She hurried down the stairs, eager to grasp as many of the experiences forbidden her by her aunt before she returned to the room. Long acquaintance gave her a good idea of how long Aunt Agatha would sleep, and she was determined to see all the sights she wanted to see before coming back indoors. As soon as she exited the hotel, she dodged around the corner of the building to the blacksmith’s forge. Of all the objectives on her agenda, this one seemed the most temptingly forbidden. Not only had the mention of a visit to the forge elicited the most hostile reaction from Aunt Agatha, but Josephine had never even heard of a woman visiting one, let alone visited on herself. Extreme curiosity, in addition to her more specific goal of learning about her new environment, forced her to seek it out and see it for herself. She stepped off the wooden veranda of the hotel and her feet sank into drifts of saw dust in front of the barn. Already the clamorous strikes of the hammer on metal echoed through the barn yard and she followed the sound to the forge.

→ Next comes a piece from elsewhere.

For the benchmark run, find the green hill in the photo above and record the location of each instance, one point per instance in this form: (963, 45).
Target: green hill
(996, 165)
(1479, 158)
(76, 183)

The forge stood next to the barn, a low roof supported at its four corners by stout wooden posts but without any walls surrounding it. Its open structure allowed Josephine to see the blacksmith swinging his arm above his head and driving his hammer down onto the anvil from a significant distance away. As she approached the forge, she realized the severity of her fantastic breach at venturing here, and her pace slowed to a falter. As she drew closer still, she noticed the blacksmith’s hair hanging down around his face, greasy with soot and sweat, swinging with the rhythm of his hammering. Ash and grime streaked his face and trickled through the rivulets of sweat down his cheeks into his beard. Cotton threads hung from the frayed hems of his trousers and the elbows of his shirt, visible under his heavy leather apron. Two boys, similarly dressed scuttled around the smith, shoveling coal into the furnace, operating the bellows, and otherwise responding to their master’s shouted orders. Three men in heavy work clothing and wide-brimmed hats hung around the periphery of the forge, discussing horses tethered to the rail nearby and observing the blacksmith at his work. Even from several yards away, the stifling heat of the furnace blasted across the yard, burning Josephine’s face.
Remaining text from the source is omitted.